On Wed, 2020-08-12 at 12:32 +0200, Thierry Carrez wrote:
Sean Mooney wrote:
On Tue, 2020-08-11 at 15:20 -0500, Ben Nemec wrote:
I wonder if this does help though. It seems like a bug that a nova-compute service would stop processing messages and still be seen as up in the service status. Do we understand why that is happening? If not, I'm unclear that a ping living at the oslo.messaging layer is going to do a better job of exposing such an outage. The fact that oslo.messaging is responding does not necessarily equate to nova-compute functioning as expected.
To be clear, this is not me nacking the ping feature. I just want to make sure we understand what is going on here so we don't add another unreliable healthchecking mechanism to the one we already have.

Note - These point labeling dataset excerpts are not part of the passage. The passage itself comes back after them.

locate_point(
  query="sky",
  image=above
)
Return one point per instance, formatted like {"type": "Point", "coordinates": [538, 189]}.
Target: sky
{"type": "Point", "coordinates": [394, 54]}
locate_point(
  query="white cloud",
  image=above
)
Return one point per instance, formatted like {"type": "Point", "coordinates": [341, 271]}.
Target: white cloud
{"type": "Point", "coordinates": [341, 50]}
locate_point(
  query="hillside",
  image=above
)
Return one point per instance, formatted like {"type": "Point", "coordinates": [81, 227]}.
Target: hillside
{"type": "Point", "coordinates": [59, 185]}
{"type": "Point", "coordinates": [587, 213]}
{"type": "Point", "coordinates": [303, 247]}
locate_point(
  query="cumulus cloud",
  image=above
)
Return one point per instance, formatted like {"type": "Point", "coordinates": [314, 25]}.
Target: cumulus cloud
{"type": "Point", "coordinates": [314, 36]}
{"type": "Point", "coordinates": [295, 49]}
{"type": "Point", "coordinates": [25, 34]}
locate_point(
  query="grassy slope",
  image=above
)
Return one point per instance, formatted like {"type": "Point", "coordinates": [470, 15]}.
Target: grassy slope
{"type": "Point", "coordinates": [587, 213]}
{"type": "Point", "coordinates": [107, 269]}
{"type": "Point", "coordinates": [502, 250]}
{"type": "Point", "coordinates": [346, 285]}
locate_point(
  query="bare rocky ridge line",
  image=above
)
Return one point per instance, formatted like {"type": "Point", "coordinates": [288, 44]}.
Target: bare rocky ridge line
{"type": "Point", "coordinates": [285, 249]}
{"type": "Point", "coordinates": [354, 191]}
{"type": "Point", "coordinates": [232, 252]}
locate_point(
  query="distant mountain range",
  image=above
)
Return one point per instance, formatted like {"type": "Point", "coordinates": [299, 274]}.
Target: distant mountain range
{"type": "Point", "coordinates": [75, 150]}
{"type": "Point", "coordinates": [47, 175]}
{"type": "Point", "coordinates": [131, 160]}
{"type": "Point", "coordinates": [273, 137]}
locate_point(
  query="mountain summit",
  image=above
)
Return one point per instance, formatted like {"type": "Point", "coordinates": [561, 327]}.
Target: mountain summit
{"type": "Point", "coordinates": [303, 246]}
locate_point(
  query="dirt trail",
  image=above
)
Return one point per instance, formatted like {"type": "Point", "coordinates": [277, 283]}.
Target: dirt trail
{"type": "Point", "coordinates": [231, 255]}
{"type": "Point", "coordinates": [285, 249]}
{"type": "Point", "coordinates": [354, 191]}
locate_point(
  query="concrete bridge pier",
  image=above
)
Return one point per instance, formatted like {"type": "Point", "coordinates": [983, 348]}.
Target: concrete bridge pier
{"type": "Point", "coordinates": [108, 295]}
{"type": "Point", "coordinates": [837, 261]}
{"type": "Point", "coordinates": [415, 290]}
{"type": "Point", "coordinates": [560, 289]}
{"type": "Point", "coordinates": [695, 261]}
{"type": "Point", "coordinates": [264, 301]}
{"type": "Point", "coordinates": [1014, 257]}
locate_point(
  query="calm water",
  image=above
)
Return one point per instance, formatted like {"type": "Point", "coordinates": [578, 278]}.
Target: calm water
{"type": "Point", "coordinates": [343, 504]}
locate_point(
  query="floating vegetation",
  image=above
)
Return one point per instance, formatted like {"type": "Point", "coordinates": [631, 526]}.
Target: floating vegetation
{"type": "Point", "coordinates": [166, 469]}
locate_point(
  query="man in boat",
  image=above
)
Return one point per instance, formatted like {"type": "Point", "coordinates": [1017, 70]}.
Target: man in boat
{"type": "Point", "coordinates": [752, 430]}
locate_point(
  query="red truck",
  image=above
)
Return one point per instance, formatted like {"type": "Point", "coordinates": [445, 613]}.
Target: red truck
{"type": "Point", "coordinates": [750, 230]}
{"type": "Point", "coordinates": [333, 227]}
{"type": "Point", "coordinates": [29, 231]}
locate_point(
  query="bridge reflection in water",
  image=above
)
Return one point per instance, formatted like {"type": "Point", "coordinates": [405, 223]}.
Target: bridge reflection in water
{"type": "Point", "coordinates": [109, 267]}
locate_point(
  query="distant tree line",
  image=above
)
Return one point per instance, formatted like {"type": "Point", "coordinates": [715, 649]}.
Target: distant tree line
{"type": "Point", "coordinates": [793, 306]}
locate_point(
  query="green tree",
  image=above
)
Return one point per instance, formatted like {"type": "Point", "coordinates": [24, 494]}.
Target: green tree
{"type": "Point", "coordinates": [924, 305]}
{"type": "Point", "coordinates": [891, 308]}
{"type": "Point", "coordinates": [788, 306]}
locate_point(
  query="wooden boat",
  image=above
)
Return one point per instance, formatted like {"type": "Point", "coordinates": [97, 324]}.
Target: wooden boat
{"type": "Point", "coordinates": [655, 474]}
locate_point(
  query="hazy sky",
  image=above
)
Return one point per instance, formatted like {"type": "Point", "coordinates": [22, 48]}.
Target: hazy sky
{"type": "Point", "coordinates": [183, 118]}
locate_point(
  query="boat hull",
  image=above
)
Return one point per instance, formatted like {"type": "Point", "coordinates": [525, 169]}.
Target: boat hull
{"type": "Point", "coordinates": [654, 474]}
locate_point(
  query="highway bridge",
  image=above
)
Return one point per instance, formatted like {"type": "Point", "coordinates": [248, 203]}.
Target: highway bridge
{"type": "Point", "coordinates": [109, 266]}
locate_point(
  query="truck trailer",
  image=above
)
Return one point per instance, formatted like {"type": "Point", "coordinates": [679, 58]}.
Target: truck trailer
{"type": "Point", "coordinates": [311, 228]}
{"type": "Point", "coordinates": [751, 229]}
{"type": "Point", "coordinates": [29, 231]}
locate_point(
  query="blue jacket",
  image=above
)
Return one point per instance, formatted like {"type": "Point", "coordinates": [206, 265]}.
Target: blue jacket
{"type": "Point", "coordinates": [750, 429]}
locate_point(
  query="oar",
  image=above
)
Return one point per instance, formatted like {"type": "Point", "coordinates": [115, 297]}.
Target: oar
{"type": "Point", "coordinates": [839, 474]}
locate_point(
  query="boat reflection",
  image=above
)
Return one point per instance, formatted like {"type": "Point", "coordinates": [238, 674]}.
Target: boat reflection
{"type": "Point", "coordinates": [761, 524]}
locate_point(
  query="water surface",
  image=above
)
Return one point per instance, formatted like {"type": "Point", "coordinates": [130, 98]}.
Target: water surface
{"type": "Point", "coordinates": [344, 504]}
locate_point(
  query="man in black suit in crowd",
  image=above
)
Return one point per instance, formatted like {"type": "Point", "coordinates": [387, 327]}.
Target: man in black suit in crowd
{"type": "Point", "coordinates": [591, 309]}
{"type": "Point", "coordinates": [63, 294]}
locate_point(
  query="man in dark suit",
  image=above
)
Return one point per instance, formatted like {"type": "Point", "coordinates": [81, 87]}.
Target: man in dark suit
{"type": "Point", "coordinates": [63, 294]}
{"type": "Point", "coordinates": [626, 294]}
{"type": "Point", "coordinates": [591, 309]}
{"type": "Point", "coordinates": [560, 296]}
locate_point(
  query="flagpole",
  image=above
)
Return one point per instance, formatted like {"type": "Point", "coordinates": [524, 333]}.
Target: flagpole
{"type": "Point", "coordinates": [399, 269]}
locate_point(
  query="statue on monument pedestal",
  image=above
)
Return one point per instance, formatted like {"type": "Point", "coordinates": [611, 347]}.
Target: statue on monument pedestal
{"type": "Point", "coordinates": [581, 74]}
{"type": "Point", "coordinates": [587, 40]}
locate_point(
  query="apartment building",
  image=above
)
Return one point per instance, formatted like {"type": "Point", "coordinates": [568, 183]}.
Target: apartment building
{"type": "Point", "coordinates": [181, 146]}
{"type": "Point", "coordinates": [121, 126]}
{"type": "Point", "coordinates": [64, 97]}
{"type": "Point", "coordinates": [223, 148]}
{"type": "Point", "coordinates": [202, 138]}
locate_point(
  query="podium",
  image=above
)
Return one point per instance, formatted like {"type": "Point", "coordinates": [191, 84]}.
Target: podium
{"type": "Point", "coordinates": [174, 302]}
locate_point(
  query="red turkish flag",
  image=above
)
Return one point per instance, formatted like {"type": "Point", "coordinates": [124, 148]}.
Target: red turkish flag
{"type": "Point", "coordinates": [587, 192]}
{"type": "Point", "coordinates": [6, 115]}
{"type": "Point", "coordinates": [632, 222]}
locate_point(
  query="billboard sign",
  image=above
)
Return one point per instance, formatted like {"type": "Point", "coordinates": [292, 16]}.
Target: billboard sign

[...] im not sure https://bugs.launchpad.net/nova/+bug/1854992 is the bug that is motiviting the creation of this oslo ping feature but that feels premature if it is. i think it would be better try to adress this by the sender recreating the queue if the deliver fails and if that is not viable then protpyope thge fix in nova. if the self ping fixes this miss queue error then we could extract the cod into oslo.
I think this is missing the point... This is not about working around a specific bug, it's about adding a way to detect a certain class of failure. It's more of an operational feature than a development bugfix.
right but we are concerned that there will be a negitive perfromance impact to adding it and it wont detect the one bug we are aware of of this type in a way that we could not also detect by using the mandtory flag. nova already has a heartbeat that the agents send to the conducto to report they are still alive. this ping would work in the opisite direction by reaching out to the compute node over the rpc bus. but that would only detect teh vailure mode if the pic use the topic queue and it could only fix it if recreating the queue via the conducor is a viable solution if it is using the mandataory flag and just recreating it is a better solution since we dont need to ping constantly in the background. if we get teh excpeiton we create the queue and retransmit. the compute manger does not resubscribe to the topic when the queue is recreated automaticaly then the new ping feature wont really help. we would need the comptue service or any other service that subsibse to the topic queue to try to ping its own topic queue and if that fails recreate the subsribtion/queue. as far as i am ware that is not what the fature is proposing
If I understood correctly, OVH is running that patch in production as a way to detect certain problems they regularly run into, something our existing monitor mechanisms fail to detect. That sounds like a worthwhile addition?
im not sure what failure mode it will detect. if they can define that then it would help with understanding if this is worthwhile or not.
Alternatively, if we can monitor the exact same class of failures using our existing systems (or by improving them rather than adding a new door), that works too.
we can monitor the exitance of the queue at least form the rabbitmq api(its disable by defualt but just enable the rabbit-managment plugin) but im not sure what there current issue this is trying to solve is.